On 5 July 2002 I met a slightly troubled Peace at a Starbucks in the City. She feared for her job of six months. The coup Peace referred to lightly in last week’s EG (11 October, p78-79) was an attempt by Nick Ritblat, then at British Land, to install the highly effective head of the Property Council of Australia, Peter Verwer, at the top of a new “super-lobby” group that would usurp the BPF. Peace handed over a series of confidential slides showing her newly formulated strategic plans for the BPF. These were published the following week in EG along with an interview with president Ian Henderson, then boss of Land Securities, who had no doubt put her up to leaking the documents.
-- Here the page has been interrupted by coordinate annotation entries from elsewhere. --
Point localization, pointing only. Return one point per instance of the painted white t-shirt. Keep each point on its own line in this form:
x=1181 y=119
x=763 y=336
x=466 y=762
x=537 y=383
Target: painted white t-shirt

The Verwer threat evaporated.
Baby boom
Knight Frank said this week the country faced a chronic lack of retirement properties. True enough. But what about the chronic lack of accommodation for those starting out in life? Nursery care is still seen by most as a mom-and-pop operation. Except by one property operator. Watch out for someone rather good doing a “McCarthy & Stone” for kiddies.
Let’s hope they’ve worked out the major flaw: you know the exact numbers of those growing old at least half a century ahead. But you never know more than a year or so in advance how many mothers will be banging on the nursery door.
Better late than never
The former US Navy HQ at 20 Grosvenor Square is being converted to mega-luxury flats by Finchatton, after having lain empty for eight years.
Plans to rebuild the US Embassy across the square have been stalled until 2017, when diplomats are due to move to the new Embassy in Nine Elms, a site chosen in 2008.
Nearly a decade of stasis could have been prevented if the US State Department had made good on a promise to the US Navy to transfer staff into the 100,000 sq ft building across the square while a new embassy was built and the old one redeveloped. An inference easily drawn from the recollections of Captain Dave Dittmer, published in Home Bases, a book pulled together by Sean Kelly, who some will know as a tireless promoter of retail property.
Dittmer was charged by the navy with selling Number 20 in 2006. It turned out the US State Department owned the 999-year lease. They muscled the navy aside, saying they wanted to use the space to house diplomats from across the square. Instead they sold for £250m in 2007 to a consortium led by restaurateur Richard Caring, which slowly fell apart, to be replaced by Finchatton’s unknown masters in Abu Dhabi.